Robert Wielgus filed a complaint about his treatment by the university last week.
Other news stories related to the wolf researcher's work and opinions include:
- WSU researcher: State should deny lethal wolf control to ranchers who don’t sign prevention pact
- Death threats surround Profanity Peak wolf pack removal; WSU apologizes for statements
- Wolf kills do lower livestock attacks, UW study says, in contradiction to WSU report
- Cattle ranchers track wolves with GPS, computers
Here's the latest from Shanon Quinn of the Moscow-Pullman Daily News via AP:
While professor Wielgus was not mentioned by name, an internal audit report included in today’s WSU Board of Regents meeting packet appears to have cleared Wielgus of the accusation. The report, however, states investigators did discover evidence that his use of email may have been a misuse of state resources in “regard to the content of the messaging and repeated recommendations from management to use private resources related to the activity in questions.”
In his April 27 complaint, Wielgus alleged the university seriously damaged his academic career through the unwarranted use of suppression, condemnation and reprisal after he told the Seattle Times and other media outlets that rancher Len McIrvin intentionally released his livestock directly on top of a wolf den site, leading to cattle loss and the state responding by eliminating the pack. He later repeated the accusations to the Wolf Advisory Group in March.
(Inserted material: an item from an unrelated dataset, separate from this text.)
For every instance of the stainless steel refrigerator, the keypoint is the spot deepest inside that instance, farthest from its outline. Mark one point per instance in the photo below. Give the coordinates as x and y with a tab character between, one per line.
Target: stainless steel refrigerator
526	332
Wielgus alleged the investigations into lobbying and improper use of state resources were “erroneous and arguably malicious.”
The WSU report findings did not mention Wielgus by name, but his attorney, Adam Carlesco of Public Employees for Environmental Responsibility, said the item appeared to be Wielgus’ case.
According to a document from the Washington State Executive Ethics Board, uses of email are restricted for state employees, with misuse defined as conducting an outside business; engaging in political or campaign activities; advertising or selling products; solicitation on behalf of other persons unless approved by the agency head; and illegal or inappropriate activities, including harassment.
Carlesco said he takes issue with the charge of misuse of state resources.
“Dr. Wielgus sent over a single email containing data concerning wolf depredation … to the Washington Wolf Advisory Group, a group that he has been professionally involved with for 4 years, on a subject matter where he was appointed by the WA Legislature as the primary researcher through WSU,” Carlesco wrote in an email to the Daily News.
Carlesco said the email contained a recommendation from a rancher to the Washington Department of Fish and Wildlife on how to avoid conflict between wolves and livestock.
“He included a blatant disclaimer that his comments did not represent WSU and got approval from the Dean of the College of Agriculture and the school’s media affairs office to send out the message,” Carlesco wrote.
He wrote it was not until after the email was sent that Wielgus was instructed by the university to use his personal email address for such matters.
“We have the email chain showing as much,” he said.